Она уходила в темноту, пятясь и стараясь придать голосу беззаботный тон. — Встретились не две половинки. Извини за банальность.
— Это ты так решила, — откликнулся он, к стыду своему действительно чувствуя облегчение, И грусть.
— Мы оба так решили.
— Я тебе позвоню.
— Не звони. Не надо.
— Майя! Погоди!
Она ушла, махая рукой. Он долго смотрел ей вслед. Нескладный силуэт на фоне освещенной дороги вскоре торопливо исчез.
Груза на душе Тимофея больше не было. Только сейчас он поднял, что не смог бы столь же откровенно, как Майя, признаться в своем тягостном чувстве. Она смогла. Хотя, скорее всего, ей даже более одиноко, чем ему. И больнее. Всегда больно отрекаться от надежды.
В какой-то момент ему захотелось догнать ее, но он отказался от этой мысли — начинать все сначала у него не было сил.
Тимофей раздосадовано стукнул кулаком по бетонному парапету и пошел к припаркованной на дороге машине.
* * *
Три человека в черном «мерседесе» наблюдали, как Тимофей вышел из темной аллеи парка.
— А твой муж изменился, Ирочка, — сказал тот, что с комфортом устроился на заднем сиденье, мужчина лет пятидесяти в хорошем пальто с поднятым воротником, обращаясь к женщине, сидевшей рядом с водителем и нервно покусывавшей нижнюю губу. Огонек его сигары мерцал в темноте салона, как глаз хищного зверя, раненого в давних и жестоких боях.
Она молча достала тонкие сигареты и прикурила от изящной зажигалки, блеснувшей благородным металлом.

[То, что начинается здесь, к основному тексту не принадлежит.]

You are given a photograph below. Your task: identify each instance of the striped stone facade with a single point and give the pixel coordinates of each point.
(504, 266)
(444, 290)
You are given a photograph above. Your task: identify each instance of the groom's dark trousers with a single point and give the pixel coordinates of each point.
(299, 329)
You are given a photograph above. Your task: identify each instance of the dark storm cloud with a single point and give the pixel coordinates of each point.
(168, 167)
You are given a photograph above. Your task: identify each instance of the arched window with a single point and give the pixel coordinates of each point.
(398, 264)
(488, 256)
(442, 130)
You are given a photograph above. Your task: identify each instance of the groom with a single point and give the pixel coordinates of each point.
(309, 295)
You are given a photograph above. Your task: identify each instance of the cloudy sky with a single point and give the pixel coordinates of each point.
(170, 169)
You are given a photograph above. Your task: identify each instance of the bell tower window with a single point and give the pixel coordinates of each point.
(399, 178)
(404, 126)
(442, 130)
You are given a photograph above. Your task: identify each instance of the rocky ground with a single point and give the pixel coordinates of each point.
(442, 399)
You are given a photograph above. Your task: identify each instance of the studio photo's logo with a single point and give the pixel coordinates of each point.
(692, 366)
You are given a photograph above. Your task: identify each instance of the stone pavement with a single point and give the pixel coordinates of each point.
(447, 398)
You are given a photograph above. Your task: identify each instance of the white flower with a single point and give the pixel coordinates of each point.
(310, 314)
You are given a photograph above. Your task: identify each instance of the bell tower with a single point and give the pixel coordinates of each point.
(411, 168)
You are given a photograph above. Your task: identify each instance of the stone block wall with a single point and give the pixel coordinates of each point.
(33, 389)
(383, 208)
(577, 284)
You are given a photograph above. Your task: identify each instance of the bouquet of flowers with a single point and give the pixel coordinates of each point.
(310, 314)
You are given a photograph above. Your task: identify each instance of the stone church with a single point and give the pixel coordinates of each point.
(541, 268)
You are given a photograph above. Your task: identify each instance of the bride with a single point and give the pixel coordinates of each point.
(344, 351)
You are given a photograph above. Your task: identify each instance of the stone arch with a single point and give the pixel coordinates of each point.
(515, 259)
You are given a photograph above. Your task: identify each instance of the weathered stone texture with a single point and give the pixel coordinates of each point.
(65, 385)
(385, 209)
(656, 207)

— Как ты считаешь, дорогая?
— Никак, — пожала она плечами.
— Лично я не вижу разницы, — фыркнул человек за рулем. — Такой же слабак.
— Слабак? — на лице мужчины, частично освещенном уличным фонарем, мелькнула усмешка. — Тимофей никогда не был слабаком. Тебе хотелось бы так думать, но это не так. И он действительно изменился. Стал спокойнее. Увереннее. Отдых явно пошел ему на пользу.
— Он не вернется добровольно, — сказала Ира. — И вы это знаете лучше, чем кто бы то ни было.